Les deux plus grandes économies mondiales, les États-Unis et la Chine, se sont affrontées sur la question de la mer de Chine méridionale lors d’une réunion avec les dirigeants de l’Asie du Sud-Est jeudi (9 septembre), tandis que l’Indonésie, pays hôte, a exhorté ses homologues à maintenir la paix et à éviter les conflits.
Lors du sommet annuel de l’Asie de l’Est (EAS) qui s’est tenu à Jakarta en marge du sommet de l’Association des nations de l’Asie du Sud-Est (ASEAN), la vice-présidente Kamala Harris a affirmé que la liberté de navigation et de survol devait être respectée dans la mer de Chine méridionale, fortement contestée.

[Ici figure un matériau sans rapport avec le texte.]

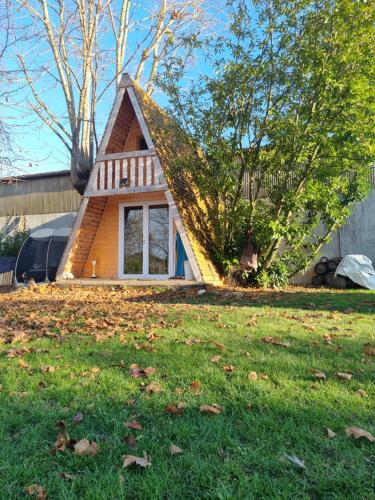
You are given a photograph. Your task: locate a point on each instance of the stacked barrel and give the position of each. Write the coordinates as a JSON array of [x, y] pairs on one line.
[[325, 274]]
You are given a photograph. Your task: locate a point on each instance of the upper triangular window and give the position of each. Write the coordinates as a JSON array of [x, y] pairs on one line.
[[126, 134]]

Mme Harris, qui a assisté à la réunion au nom du président américain Joe Biden, a également déclaré que tous les différends devaient être résolus pacifiquement et conformément au droit international, y compris la Convention des Nations unies sur le droit de la mer de 1982, ratifiée par plus de 160 pays, dont la Chine.
Elle a également réaffirmé le soutien des États-Unis à la décision du tribunal arbitral de l’ONU de 2016, qui a statué que la Chine n’avait aucune base juridique pour revendiquer des zones maritimes d’une valeur de plus de 3 billions de dollars de commerce annuel, car elle représente un tiers du transport maritime mondial.
“La vice-présidente a également souligné l’importance de l’ordre international fondé sur des règles pour préserver des décennies de paix et de prospérité dans l’Indo-Pacifique, tout en reconnaissant que la communauté internationale doit faire face aux menaces croissantes pesant sur cet ordre”, indique un communiqué de la Maison Blanche.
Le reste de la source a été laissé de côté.